Newer code, using an HttpClientBuilder, would simply set the ssl context, using httpClientBuilder.setSSLContext(localSslContext). Internally, when creating a socket, Java will initiate this assymetric key exchange before sending any data via HTTP.

Among the myriad things to know about Java and SSL is that the Java Virtual Machine (JVM) has its own keystore. The code above calls a getKeyManagers() method, which essentially returns an array of KeyManagers that manage the various private keys of the server, including the file specified by the property "javax.net.ssl.keyStore". The keyStore is where Java stores its private key for encryption, and an additional place that is of note is the trustStore, which uses a similar property value for access in Java. When a certificate is in the truststore, it will be trusted even if it is expired or not signed by a third party (these types of certificates are sometimes called Client Certificates).

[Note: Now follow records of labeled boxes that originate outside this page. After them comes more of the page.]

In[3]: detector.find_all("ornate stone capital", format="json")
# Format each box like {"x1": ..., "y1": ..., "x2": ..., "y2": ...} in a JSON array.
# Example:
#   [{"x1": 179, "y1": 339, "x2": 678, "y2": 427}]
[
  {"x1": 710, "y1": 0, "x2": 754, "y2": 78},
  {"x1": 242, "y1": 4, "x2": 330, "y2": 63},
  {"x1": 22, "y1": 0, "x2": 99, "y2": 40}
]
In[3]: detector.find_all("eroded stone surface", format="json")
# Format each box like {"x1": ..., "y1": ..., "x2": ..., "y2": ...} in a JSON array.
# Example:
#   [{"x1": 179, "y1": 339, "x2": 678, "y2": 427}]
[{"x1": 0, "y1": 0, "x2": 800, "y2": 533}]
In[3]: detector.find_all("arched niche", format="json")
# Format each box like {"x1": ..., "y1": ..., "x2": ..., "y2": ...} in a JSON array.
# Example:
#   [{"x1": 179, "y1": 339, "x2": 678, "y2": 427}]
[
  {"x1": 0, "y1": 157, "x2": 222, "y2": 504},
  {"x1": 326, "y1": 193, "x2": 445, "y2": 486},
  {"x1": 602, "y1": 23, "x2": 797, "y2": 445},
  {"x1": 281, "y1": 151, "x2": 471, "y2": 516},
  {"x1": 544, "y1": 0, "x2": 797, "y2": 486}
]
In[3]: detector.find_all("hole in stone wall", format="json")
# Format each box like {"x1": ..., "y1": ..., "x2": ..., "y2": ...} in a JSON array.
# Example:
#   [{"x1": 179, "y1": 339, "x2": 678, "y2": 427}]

To update these certificates one can also use a keytool to export or import certificates, or for testing purposes simply change the System properties to point to different files.

Conclusion

SSL/LTS is very important because for many internet based systems it is the only mechanism of transport encryption. Usage of older versions of the protocol are dangerous because they expose values that are meant to be secure. You can think of the initial handshake mechanism as the locking of an already locked box, in order to exchange a special key. Java has a few different mechanisms for utilizing SSL, as well as ways to change what types of private keys or trusted certificates are used by Java.